December 3, 2008
Contact: Michelle Alvarez 202.434.2560 firstname.lastname@example.org
WASHINGTON – AARP The Magazine, the definitive voice for 50+ Americans and the world’s largest-circulation magazine with more than 34.5 million readers, today released the results of an exclusive new survey that looks at what the effect is on a relationship for couples where one or both partners are retired. More than 1,000 people age 55-75 who are married or living as married were polled about a variety of topics including:
• Increased Tension at Home: 74% are happier though 21% say there’s more tension in their marriage
• Less Sex: 22% report having sex less often post-retirement
• More Housework: 71% of those retired but still have a working spouse said their housework increased
“For many couples, retirement can trigger a significant impact on the dynamics of their relationship,” said Nancy Graham, Vice President and Editor of AARP The Magazine. “Some may experience a period of adjustment to the increase in time spent together. Others might face a time of soul searching as they consider what to do with the rest of their lives. We wanted to find out what our members were experiencing, and the results of this study unveiled some surprising trends.”

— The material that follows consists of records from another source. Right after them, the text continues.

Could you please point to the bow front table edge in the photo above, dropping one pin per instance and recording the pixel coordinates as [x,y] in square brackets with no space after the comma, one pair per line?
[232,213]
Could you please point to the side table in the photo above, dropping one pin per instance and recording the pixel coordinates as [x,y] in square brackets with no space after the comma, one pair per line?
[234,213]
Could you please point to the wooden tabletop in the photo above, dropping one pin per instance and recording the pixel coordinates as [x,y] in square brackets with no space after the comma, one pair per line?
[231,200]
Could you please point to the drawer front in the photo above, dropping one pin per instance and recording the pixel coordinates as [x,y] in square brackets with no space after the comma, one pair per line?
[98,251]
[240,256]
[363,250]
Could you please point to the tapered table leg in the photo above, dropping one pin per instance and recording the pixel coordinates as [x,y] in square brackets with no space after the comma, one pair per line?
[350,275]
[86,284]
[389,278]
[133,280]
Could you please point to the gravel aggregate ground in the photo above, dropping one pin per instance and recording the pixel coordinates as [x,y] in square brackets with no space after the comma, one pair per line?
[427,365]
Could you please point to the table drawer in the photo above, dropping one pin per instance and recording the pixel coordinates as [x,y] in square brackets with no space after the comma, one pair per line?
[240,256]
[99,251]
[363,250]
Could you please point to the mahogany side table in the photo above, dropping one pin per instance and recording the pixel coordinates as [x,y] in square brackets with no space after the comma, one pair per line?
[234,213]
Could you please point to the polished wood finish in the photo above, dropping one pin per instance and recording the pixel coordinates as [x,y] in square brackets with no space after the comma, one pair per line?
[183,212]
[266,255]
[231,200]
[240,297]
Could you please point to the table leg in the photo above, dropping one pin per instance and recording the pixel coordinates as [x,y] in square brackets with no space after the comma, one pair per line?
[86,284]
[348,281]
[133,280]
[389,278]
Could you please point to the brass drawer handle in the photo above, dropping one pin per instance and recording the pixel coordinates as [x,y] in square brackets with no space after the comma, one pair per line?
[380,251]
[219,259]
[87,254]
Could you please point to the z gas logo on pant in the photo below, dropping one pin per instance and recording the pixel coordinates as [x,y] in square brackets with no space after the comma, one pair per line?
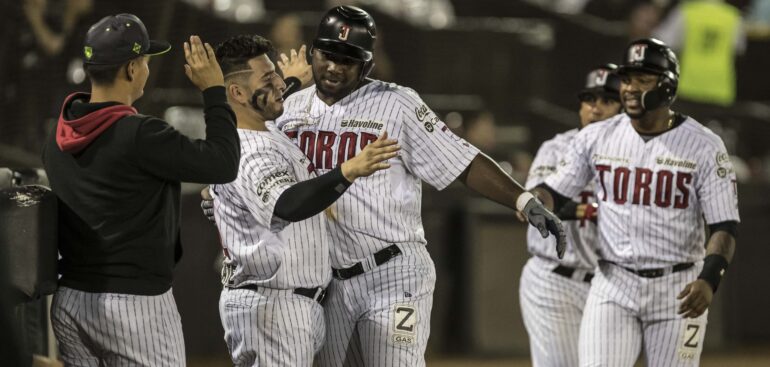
[404,324]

Adjusting to Retirement and the Effect it Has on Relationships and Activities
Results of AARP The Magazine’s Retired Spouses survey showed most retirees found adjusting to their retirement to be what they expected (64%). Only 12% found it harder and 23% actually found it easier than they expected. The survey also found that retirement has had significant impact on the frequency of travel, eating out, exercising and volunteering/hobbies. In regards to romance, retirees who are in a relationship where both spouses are retired are happier, less stressed and spend more time together. Interestingly, results showed that retired men seem to think they have taken on more of the housework since they retired, but working women with a retired spouse tend to disagree.
Retirement and Sex
As expected, people’s time is spent differently after retirement than before. Activities that see an increase after retirement include: sleep, housework, and TV watching.

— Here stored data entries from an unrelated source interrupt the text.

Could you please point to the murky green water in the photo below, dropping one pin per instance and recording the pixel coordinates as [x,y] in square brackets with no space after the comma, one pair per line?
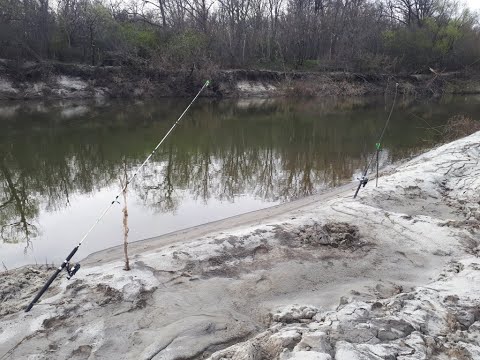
[60,162]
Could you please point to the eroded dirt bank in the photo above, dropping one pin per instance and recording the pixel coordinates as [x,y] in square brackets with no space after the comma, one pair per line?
[72,81]
[390,275]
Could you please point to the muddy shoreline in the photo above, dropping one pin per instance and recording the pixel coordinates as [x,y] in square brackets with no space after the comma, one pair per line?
[45,81]
[392,274]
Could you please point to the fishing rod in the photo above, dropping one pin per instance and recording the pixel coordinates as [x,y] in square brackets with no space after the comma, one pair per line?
[72,269]
[378,147]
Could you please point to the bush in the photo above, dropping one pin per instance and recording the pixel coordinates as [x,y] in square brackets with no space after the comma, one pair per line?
[460,126]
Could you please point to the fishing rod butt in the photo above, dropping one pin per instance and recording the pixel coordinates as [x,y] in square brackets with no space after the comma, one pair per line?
[43,289]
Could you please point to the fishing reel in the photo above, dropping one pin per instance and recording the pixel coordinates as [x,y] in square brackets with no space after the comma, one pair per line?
[71,270]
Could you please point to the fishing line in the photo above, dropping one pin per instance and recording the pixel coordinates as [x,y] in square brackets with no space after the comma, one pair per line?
[71,270]
[364,180]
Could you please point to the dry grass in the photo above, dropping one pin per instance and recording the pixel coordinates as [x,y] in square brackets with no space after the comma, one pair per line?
[460,126]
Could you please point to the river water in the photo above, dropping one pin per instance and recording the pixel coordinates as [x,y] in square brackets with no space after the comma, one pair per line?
[61,162]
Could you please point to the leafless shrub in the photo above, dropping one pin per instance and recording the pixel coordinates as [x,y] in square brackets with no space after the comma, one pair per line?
[460,126]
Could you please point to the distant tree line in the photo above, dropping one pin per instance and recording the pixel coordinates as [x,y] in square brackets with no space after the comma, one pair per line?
[358,35]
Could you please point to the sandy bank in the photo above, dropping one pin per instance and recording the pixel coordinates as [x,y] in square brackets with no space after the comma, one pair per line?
[53,80]
[384,276]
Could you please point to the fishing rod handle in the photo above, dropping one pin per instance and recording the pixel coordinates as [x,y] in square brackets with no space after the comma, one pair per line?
[358,189]
[52,278]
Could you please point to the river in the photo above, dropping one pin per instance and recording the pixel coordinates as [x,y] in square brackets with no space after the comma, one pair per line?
[61,162]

The good news is that for 38% retirement has made the relationship stronger – only 2% said retirement has made the relationship weaker. Retirement has had little effect on the romantic life or the amount of arguing for most retirees between the ages of 55 and 75. Three-fourths (77%) say they are as romantic as before retirement, although 12% say retirement has made them more romantic and 8% say they are less romantic. More than half (59%) say they argue about as much as before retirement and for 30% they actually argue less. Six percent say they argue more now than before retirement.